Mit der Einführung von ‚ganztägiger Bildung und Betreuung’ in den einzelnen Bundesländern seit 2003 werden zwei Hauptziele verfolgt und zugleich mehrere Nebeneffekte beabsichtigt. Die Hauptziele sind (siehe BMBF 2003):

  • Verbesserung der Lernleistungen und
  • Erleichterung der Vereinbarkeit von Familie und Beruf.

Man kann die beiden Ziele durchaus als demokratieunterstützend bezeichnen, sofern es konkret z. B. um die Förderung von Bildungsbenachteiligten geht bzw. um die Umsetzung des Gleichheitsgrundsatzes. Allerdings wird hier die Dimension der inhaltlich-methodischen Gestaltung von Demokratiepädagogik in Ganztagsschulen fast nie erwähnt.

Die intendierten Nebeneffekte der Ganztagsschule sind (vgl. Holtappels 2006: 9-12):

  • Verbesserung der sozialen Infrastruktur;
  • Stärkung der Sozialerziehung;
  • Reaktion auf gewandelte Bildungsanforderungen;
  • Entwicklung der Lernkultur und der Förderungsintensität.
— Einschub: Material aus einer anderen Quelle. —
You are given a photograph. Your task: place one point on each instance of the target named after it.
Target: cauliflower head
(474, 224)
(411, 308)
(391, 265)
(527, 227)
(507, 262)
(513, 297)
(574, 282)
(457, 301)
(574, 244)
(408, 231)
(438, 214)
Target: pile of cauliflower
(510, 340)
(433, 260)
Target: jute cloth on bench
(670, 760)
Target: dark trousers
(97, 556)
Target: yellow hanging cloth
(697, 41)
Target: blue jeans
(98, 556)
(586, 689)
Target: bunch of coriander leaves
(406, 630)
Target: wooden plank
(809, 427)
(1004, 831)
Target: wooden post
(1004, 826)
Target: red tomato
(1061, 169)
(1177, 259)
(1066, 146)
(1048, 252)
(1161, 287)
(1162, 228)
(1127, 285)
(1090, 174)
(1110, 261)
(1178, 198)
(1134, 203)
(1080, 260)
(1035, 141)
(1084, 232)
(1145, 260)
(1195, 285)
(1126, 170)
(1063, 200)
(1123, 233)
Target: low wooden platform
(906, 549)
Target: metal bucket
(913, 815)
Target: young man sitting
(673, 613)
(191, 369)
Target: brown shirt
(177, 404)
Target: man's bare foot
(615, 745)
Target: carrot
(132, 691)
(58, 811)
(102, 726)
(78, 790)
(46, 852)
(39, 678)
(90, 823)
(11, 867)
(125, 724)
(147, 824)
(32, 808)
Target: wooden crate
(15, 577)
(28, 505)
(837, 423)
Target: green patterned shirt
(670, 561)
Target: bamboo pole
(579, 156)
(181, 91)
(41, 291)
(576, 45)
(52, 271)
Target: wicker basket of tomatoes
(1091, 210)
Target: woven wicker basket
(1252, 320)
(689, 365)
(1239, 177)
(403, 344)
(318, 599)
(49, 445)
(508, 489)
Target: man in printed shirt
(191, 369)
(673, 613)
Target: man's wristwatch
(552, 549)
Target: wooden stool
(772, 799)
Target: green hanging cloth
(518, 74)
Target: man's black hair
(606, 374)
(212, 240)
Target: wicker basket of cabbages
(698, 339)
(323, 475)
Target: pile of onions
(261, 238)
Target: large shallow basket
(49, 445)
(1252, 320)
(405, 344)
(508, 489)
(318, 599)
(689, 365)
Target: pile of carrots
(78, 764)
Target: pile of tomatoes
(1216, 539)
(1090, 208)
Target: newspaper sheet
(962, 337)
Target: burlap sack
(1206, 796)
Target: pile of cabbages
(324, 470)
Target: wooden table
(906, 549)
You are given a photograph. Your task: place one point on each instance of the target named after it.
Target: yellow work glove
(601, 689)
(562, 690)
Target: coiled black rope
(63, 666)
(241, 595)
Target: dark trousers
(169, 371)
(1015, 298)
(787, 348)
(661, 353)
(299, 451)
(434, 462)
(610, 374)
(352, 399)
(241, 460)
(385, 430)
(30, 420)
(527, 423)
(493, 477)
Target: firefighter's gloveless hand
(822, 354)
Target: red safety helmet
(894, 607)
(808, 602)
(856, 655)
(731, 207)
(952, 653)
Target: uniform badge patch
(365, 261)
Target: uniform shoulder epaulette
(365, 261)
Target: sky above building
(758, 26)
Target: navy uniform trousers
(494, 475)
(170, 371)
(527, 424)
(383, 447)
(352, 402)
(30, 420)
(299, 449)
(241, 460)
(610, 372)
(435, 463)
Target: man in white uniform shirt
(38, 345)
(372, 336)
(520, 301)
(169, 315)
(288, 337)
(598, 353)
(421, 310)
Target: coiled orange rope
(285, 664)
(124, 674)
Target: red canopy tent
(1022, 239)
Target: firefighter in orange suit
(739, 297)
Unter dem zweiten Punkt wird u. a. auch der „Erwerb (…) demokratischer Handlungskompetenz“ verstanden (ebd., S. 10). Jedoch verbleiben die allermeisten (Grund-)Schulen – z. B. diejenigen, die am Programm der „Offenen Ganztagsgrundschule“ in NRW teilnehmen –, so wie bisher und addieren sich lediglich ein Mittagessen und eine Nachmittagsbetreuung durch nicht-unterrichtende Pädagog(inn)en und externe Honorarkräfte hinzu (vgl. Arnoldt 2007a und b).  Ein interner ‚Demokratie-Ruck’ ist nur an ganz wenigen Ganztagsschulen zu beobachten. Woran liegt dies, und wie könnte es anders sein?

 

Ganztagsschule oder Ganztagsbildung?

Die ‚Demokratieträgheit’ der Ganztagsschule liegt m. E. – um dies schon einmal vorwegzunehmen – an den systematischen Demokratiedefiziten der Schule generell. Und diese lassen sich nicht durch eine Ausweitung auf den ‚ganzen’ Tag überwinden – allenfalls möglicherweise durch ein alternatives Konzept, z. B. das der „Ganztagsbildung“ (Coelen 2006).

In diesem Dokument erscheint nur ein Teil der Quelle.